Domain description (domain)

Description of a domain stores a list of features, class(es) and meta attribute descriptors. A domain descriptor is attached to all tables in Orange to assign names and types to the corresponding columns. Columns in the Orange.data.Table have the roles of attributes (features, independent variables), class(es) (targets, outcomes, dependent variables) and meta attributes; in parallel to that, the domain descriptor stores their corresponding descriptions in collections of variable descriptors of type Orange.data.Variable.

Domain descriptors are also stored in predictive models and other objects to facilitate automated conversions between domains, as described below.

Domains are most often constructed automatically when loading the data or wrapping the numpy arrays into Orange’s Table.

>>> from Orange.data import Table
>>> iris = Table("iris")
>>> iris.domain
[sepal length, sepal width, petal length, petal width | iris]

Domain conversion

Domain descriptors also convert data instances between different domains.

In a typical scenario, we may want to discretize some continuous data before inducing a model. Discretizers (Orange.preprocess) construct a new data table with attribute descriptors (Orange.data.variable), that include the corresponding functions for conversion from continuous to discrete values. The trained model stores this domain descriptor and uses it to convert instances from the original domain to the discretized one at prediction phase.

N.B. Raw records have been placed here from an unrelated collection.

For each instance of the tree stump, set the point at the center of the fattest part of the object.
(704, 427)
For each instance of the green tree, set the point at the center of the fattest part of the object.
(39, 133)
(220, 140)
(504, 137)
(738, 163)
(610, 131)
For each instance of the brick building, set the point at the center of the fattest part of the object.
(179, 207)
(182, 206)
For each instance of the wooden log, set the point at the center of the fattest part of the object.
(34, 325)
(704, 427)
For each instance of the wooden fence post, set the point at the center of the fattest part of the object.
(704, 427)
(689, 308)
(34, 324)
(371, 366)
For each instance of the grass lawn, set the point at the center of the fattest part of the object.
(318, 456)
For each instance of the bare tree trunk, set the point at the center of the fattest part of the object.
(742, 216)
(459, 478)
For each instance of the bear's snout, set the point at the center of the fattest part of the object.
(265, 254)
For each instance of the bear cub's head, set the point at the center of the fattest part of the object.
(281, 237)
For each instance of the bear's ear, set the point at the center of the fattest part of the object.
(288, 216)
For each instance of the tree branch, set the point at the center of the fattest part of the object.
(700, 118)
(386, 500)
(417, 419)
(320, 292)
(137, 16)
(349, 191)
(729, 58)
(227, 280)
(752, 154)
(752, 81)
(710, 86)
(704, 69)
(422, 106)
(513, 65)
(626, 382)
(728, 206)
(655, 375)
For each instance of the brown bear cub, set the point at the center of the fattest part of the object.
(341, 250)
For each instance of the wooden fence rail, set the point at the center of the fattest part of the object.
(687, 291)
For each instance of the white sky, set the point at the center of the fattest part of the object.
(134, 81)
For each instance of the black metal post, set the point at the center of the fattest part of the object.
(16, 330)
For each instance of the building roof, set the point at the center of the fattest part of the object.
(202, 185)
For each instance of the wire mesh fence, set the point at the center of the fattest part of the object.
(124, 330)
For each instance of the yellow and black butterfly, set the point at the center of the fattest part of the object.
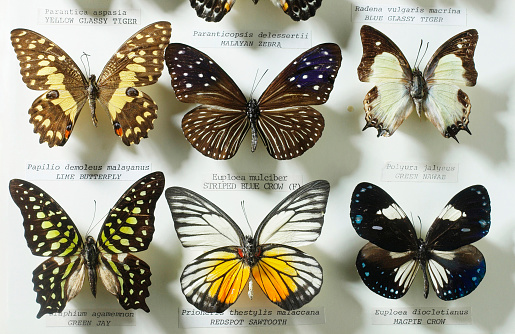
(289, 277)
(399, 90)
(49, 231)
(45, 66)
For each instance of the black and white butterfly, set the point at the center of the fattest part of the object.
(389, 263)
(215, 10)
(281, 117)
(50, 232)
(399, 90)
(289, 277)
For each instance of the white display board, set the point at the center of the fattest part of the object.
(244, 43)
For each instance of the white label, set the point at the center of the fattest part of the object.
(412, 316)
(381, 13)
(395, 171)
(250, 317)
(90, 318)
(89, 17)
(254, 38)
(251, 181)
(78, 171)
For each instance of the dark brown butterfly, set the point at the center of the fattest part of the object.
(281, 117)
(45, 66)
(399, 90)
(215, 10)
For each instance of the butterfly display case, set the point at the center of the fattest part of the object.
(272, 52)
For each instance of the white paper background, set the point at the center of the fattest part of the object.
(344, 156)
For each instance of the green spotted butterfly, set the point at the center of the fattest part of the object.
(50, 232)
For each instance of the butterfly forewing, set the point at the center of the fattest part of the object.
(464, 220)
(49, 231)
(288, 277)
(196, 78)
(453, 62)
(299, 9)
(129, 226)
(199, 222)
(138, 62)
(56, 281)
(215, 280)
(387, 273)
(307, 80)
(290, 132)
(457, 273)
(45, 66)
(378, 218)
(297, 220)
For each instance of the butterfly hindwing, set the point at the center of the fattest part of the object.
(127, 277)
(400, 89)
(297, 220)
(138, 62)
(378, 218)
(452, 65)
(389, 262)
(56, 281)
(45, 66)
(288, 277)
(455, 274)
(387, 273)
(129, 226)
(464, 220)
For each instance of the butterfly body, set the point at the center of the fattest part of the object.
(215, 10)
(289, 278)
(389, 262)
(281, 117)
(50, 232)
(434, 92)
(45, 66)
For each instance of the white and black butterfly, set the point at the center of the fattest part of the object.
(389, 263)
(215, 10)
(282, 117)
(399, 90)
(50, 232)
(289, 277)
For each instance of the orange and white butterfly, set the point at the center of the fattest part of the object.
(289, 277)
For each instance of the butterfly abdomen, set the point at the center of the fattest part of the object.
(90, 253)
(252, 110)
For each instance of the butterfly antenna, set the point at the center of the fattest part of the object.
(254, 84)
(86, 68)
(246, 218)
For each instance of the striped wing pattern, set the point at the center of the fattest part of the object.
(45, 66)
(50, 232)
(213, 281)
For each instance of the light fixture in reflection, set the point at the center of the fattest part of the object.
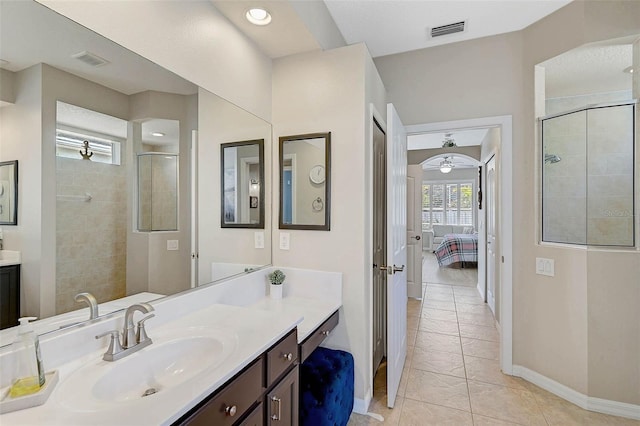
(258, 16)
(446, 165)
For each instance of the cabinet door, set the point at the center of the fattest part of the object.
(282, 401)
(9, 296)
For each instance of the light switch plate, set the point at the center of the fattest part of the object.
(284, 241)
(258, 239)
(545, 266)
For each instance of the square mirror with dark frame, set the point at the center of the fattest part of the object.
(305, 181)
(242, 184)
(9, 192)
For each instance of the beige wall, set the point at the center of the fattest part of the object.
(331, 91)
(554, 319)
(196, 42)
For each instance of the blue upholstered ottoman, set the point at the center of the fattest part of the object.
(326, 388)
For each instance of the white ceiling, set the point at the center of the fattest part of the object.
(394, 26)
(31, 33)
(434, 140)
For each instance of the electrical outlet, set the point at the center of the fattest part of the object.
(284, 241)
(545, 266)
(258, 239)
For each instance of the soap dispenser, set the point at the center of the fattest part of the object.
(29, 373)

In general, instances are converted between domains as follows.

  • If the target attribute appears in the source domain, the value is copied; two attributes are considered the same if they have the same descriptor.
  • If the target attribute descriptor defines a function for value transformation, the value is transformed.
  • Otherwise, the value is marked as missing.

An exception to this rule are domains in which the anonymous flag is set. When the source or the target domain is anonymous, they match if they have the same number of variables and types. In this case, the data is copied without considering the attribute descriptors.